Genomic selection methods in aquaculture breeding programmes
Theo Meuwissen (NMBU)
The showcase for genomic selection is dairy cattle, but aquaculture breeding programmes also yield substantial opportunities for genomic selection. Many traits of interest to fish breeders are not directly recorded on the candidates for selection for elite breeding, such as disease resistance traits and carcass traits. The recording of the former traits is performed in disease challenge tests on sibs of the candidates in order to avoid a disease outbreak amongst elite breeding animals, and the recording of the latter requires slaughtering of the fish. In addition, the large family sizes that are typical to fishbreeding schemes make it possible to set up reference populations within the families and apply the genomic selection technology within the families, i.e. the so-called within family genomic selection. Within families, the associations between genetic markers and genes are strong, so we do not need such high marker density as in traditional population-wide genomic selection, and the number of within family reference individuals can be relatively small. Theoretical developments show that within family genomic selection can reach an accuracy of 100% in fishbreeding because of the potentially large family sizes. This implies a substantial increase in accuracy of selection compared to the traditional family selection based fish breeding schemes, which reach a theoretical maximum accuracy of 70%. This is because e.g. a traditional challenge test for disease resistance reveal only which family has best disease resistance, whereas genomic selection also predicts which individual within a family has the best genes for disease resistance.
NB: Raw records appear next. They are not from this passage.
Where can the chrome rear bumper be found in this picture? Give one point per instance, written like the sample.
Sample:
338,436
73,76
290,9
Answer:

Within family and the more traditional population wide genomic selection were compared by UMB in computer simulation studies. The computer simulation studies showed that at very low marker densities, within family genomic selection yielded higher selection accuracies, but within family genomic selection was more sensitive to small family sizes. In analysis done by Nofima, UEDIN and UMB of common carp, European seabass, gilthead seabream and turbot, population wide genomic selection gave 1-2 percent point higher accuracy than within family genomic selection. The results also seemed to depend on whether there were large genes affecting the trait and markers that are associated to these genes, since in this situation population-wide genomic selection may successfully find these associations by combining data across families. Generally, both population-wide and within family genomic selection were clearly more accurate than traditional pedigree based selection (10-22 percent points).
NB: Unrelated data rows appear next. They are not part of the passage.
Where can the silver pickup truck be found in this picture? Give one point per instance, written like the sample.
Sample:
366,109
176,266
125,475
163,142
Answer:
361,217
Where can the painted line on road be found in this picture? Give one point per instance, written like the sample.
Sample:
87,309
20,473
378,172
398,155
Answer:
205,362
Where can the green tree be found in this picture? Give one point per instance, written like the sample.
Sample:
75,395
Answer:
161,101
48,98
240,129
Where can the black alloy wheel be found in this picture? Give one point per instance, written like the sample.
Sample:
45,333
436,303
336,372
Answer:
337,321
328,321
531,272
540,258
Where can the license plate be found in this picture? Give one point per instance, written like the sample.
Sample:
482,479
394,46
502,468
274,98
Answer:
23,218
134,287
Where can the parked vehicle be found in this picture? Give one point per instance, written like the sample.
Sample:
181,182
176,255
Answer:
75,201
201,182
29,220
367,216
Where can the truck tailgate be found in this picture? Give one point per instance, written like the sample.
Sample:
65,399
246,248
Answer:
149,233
DNA pooling strategies were investigated by Nofima where DNA of e.g. the survivors of a challenge test is pooled and similarly the DNA of the diseased fish is pooled. Next, the marker testing or sequencing of these DNA pools was performed instead of genotyping individual fish. This may reduce genotyping costs by a factor 100 or more, whilst the accuracy of genomic selection was still high, although not as high as when marker genotypes on individual was used. Moreover, INIA compared methods to estimate inbreeding and genetic diversity based on genomic data, as well as alternative mating strategies based on genetic (dis)similarities. In the absence of genomic data, associative mating was shown to increase genetic progress in fish breeding schemes.